Stream: Coq users

Topic: Eliminate Prop in a Prop


view this post on Zulip spaceloop (Dec 16 2022 at 23:05):

Why is it not possible to eliminate a Prop in the following way?

Definition is_left {P Q} (H : P \/ Q) : Prop := match H with | or_introl x => True | or_intror x => False

I understand that it is not possible to eliminate in a Set such as nat, since Props have to be erasable and computation cannot depend on it. However, when eliminating to the Type Prop, I don't see how a computation could depend on it. Is there a different reason?

view this post on Zulip Paolo Giarrusso (Dec 16 2022 at 23:09):

That definition + propositional proof irrelevance would give you a proof of False, I think?

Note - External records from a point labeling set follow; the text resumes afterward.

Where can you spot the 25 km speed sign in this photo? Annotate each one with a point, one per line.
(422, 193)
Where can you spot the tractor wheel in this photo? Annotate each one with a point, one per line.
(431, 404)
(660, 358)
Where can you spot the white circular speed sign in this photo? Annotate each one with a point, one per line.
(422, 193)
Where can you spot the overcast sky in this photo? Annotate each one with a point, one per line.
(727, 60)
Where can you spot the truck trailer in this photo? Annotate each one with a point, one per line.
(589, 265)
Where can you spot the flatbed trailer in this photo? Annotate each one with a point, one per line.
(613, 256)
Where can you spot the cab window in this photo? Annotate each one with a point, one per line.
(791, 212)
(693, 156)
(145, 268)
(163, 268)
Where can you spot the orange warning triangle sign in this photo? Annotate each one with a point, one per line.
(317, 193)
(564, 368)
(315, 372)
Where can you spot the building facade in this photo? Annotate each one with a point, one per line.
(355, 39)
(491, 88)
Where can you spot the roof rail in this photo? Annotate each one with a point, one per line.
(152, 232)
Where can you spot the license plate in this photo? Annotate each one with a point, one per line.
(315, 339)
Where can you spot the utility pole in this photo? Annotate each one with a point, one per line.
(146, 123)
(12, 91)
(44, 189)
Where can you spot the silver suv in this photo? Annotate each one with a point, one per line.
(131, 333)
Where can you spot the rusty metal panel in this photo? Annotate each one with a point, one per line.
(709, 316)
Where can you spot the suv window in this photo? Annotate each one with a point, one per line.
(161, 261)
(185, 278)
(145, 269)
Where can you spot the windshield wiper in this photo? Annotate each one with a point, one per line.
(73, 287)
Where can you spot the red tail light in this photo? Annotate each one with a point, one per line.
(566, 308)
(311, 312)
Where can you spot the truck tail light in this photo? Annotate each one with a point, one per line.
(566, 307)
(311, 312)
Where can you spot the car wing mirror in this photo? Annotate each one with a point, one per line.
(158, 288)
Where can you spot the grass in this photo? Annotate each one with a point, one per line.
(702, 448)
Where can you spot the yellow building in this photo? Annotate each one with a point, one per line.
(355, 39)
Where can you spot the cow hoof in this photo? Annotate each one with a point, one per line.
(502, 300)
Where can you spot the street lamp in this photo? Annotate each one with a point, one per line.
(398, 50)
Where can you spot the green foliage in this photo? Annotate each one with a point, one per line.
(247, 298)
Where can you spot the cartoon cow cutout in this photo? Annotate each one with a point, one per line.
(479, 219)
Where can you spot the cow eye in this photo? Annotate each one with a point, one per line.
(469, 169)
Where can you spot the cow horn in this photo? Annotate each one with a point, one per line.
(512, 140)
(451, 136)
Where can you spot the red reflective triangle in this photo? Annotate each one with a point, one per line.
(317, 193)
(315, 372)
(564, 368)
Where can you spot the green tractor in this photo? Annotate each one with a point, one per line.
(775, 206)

view this post on Zulip Paolo Giarrusso (Dec 16 2022 at 23:20):

Basically, proof irrelevance gives you or_intror x = or_introl y, which you can turn into False = True:

Require Import Coq.Logic.ProofIrrelevance.
Require Import Utf8.
Require Import ssreflect.

Section PQ.
  Context {P Q : Prop}.
  Definition is_left (H : P \/ Q) : Prop. Admitted.
  Axiom is_left_introl :  x, is_left (or_introl x) = True.
  Axiom is_left_intror :  y, is_left (or_intror y) = False.
End PQ.

Goal False.
  rewrite -(@is_left_intror True True I).
  rewrite (_ : or_intror I = or_introl I). { exact: proof_irrelevance. }
  by rewrite is_left_introl.
Qed.

view this post on Zulip Paolo Giarrusso (Dec 16 2022 at 23:23):

while propositional proof irrelevance does _not_ let you prove False, and the extra axioms I added just encode your definition

view this post on Zulip Paolo Giarrusso (Dec 16 2022 at 23:24):

so, it's true that types are typically not needed at runtime, but that does not make them irrelevant. And that's why p = q : P is fine if P : Prop, not if P = Prop or P = Type

view this post on Zulip James Wood (Dec 22 2022 at 12:50):

Maybe the answer you wanted to hear was that Prop itself is not a Prop, so the restrictions on eliminating propositions kick in.